DaveHarries
Established Member
Hi Chris,A local paper recently carried a story about lost tourist attractions, and one such was 'illustrated' with an advert (dating sometime between 1934 and 1959) detailing bus connections. What also caught my attention, though, was that this attraction considered a child to be aged between 1 and 12.
It seems to me that just as tourist attractions have entry fees, us operators have a variety of different policies on "reduced rate" fares, be it purely in terms of age, options, ID requirements, etc. Many of them seem to consider a child fare to expire aged 16, and thus make travel substantially more expensive just at the point (aged 17) when they have an option on the horizon other than parental taxi or their own steam.

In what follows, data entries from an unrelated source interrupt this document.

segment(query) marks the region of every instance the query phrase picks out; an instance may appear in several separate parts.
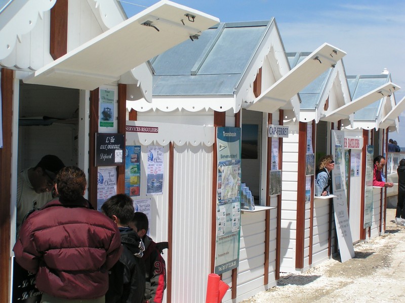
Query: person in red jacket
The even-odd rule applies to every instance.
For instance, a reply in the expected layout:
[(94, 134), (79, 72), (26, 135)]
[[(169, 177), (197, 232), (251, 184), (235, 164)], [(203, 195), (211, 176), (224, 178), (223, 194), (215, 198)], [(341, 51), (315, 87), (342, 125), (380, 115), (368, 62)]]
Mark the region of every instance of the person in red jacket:
[(143, 303), (161, 303), (166, 288), (166, 265), (161, 256), (161, 250), (167, 245), (156, 243), (146, 234), (149, 222), (146, 214), (140, 212), (134, 214), (130, 227), (138, 232), (145, 244), (142, 260), (146, 268), (146, 285)]
[(378, 156), (374, 158), (374, 172), (373, 174), (373, 186), (380, 187), (392, 187), (394, 183), (384, 182), (381, 177), (381, 170), (385, 166), (385, 158), (382, 156)]
[(35, 274), (42, 302), (104, 303), (108, 270), (122, 250), (118, 228), (91, 209), (82, 170), (62, 168), (55, 183), (59, 197), (23, 222), (13, 248), (16, 261)]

So this got me thinking...
- when does a "legal child" (i.e. under 18) stop being a child on your local bus operator(s)?
- Are there any requirements beforehand to "prove" eligibility for reduced rate fares?

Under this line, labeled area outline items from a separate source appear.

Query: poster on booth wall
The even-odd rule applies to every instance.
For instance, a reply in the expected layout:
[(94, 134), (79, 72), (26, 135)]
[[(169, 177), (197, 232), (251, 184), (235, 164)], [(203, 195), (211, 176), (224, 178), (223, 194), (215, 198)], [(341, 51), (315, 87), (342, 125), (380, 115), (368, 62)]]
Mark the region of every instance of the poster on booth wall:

- Any other restrictions? (e.g. no return fares)
Do these "restrictions" have any effect - positive or negative - either from their, parent, or other adult perspectives? (And not just from the local newspaper "my kid got left behind in the rain by uncaring bus driver" headline perspective!)
For ease of discussion, bearing in mind the growing number of travel passes, I'm referring to normal fare conditions, i.e. an "on-bus" fare, "paid" to the driver for a particular journey or series thereof.
My local operator, Arriva Kent & Surrey, seems to still have the same policy as when I was that age, namely payment due between 5 and 16, with no ID card required (just the ability to front out the driver), and no return or child fares before 9am... which led to the quirk that once I no longer qualified for statutory travel under the 3 mile rule at 16, my journey to school cost twice as much as my journey home!
FirstGroup (certainly in Bristol) say that Child tickets are for 0-15s.